5. Invest in what you can afford

“You can start with as little as you want. You can start with a few bottles. If you’re starting with a cask, our general advice would be probably £10,000 (S$18,200). That would be a minimum level of investment to buy one cask of whisky, which is a great starting point.”

6. This is not a get rich quick scheme

“This isn’t a buy Bitcoin today, sell Bitcoin tomorrow type of asset class. It’s about discipline and setting a clear expectation of return. If you’re trying to achieve, for example, 15 percent per year net IRR (internal rate of return), you have to think, ‘Is it achievable in the whisky market?’ Once you have achieved that over a five year period, then it’s time to start exiting.”

7. Look for aged and vintage bottles

“If you’re investing in bottles, my recommendation would be to look into Macallan. Old vintage Macallan has always been performing very, very well. It’s still the number one brand that’s being traded at auctions. But it’s got to be old, around 18 years and up. When we look at vintage, we mean that it was bottled at least 10 years ago, but ideally as far back as you can go.”

“The other one is aged Japanese, so any Yamazaki or Karuizawa. These distilleries have traditionally done well if they have some sort of age on it.”

“The last is what we call silent stills. Closed distilleries. There are actually three closed distilleries that are going to reopen, which are Brora, Port Ellen and Rosebank. But it’s going to take them 10, 20 years to have an aged whisky. Old bottles from those distilleries are not cheap, but they’re a good bet.”

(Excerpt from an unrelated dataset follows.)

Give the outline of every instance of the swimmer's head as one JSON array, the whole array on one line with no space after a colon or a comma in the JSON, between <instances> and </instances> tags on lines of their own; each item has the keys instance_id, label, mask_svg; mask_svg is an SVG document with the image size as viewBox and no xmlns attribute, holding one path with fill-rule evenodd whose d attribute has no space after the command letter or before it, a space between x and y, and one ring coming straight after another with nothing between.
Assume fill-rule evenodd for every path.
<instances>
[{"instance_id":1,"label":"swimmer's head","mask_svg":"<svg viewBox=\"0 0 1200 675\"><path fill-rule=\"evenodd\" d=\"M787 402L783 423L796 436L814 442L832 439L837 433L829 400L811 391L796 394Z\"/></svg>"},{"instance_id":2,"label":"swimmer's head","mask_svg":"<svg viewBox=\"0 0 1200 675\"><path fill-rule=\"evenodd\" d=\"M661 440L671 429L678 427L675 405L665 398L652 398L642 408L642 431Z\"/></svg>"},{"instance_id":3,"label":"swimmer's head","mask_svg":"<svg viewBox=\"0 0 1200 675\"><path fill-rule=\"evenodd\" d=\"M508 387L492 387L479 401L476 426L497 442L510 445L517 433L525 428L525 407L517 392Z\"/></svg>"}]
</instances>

8. Irish and American whiskies could do well

“There are some Irish whiskies that are doing well. American bourbon, especially some of the top brands and the high age whiskies, are getting a lot of demand. Those two are coming up but you have to be much pickier and selective in those markets. Beyond that, there are many countries around the world that are starting to produce whiskies, but I personally would not grade them as investment quality yet. We don’t have that history of price appreciation. It’s all still new.”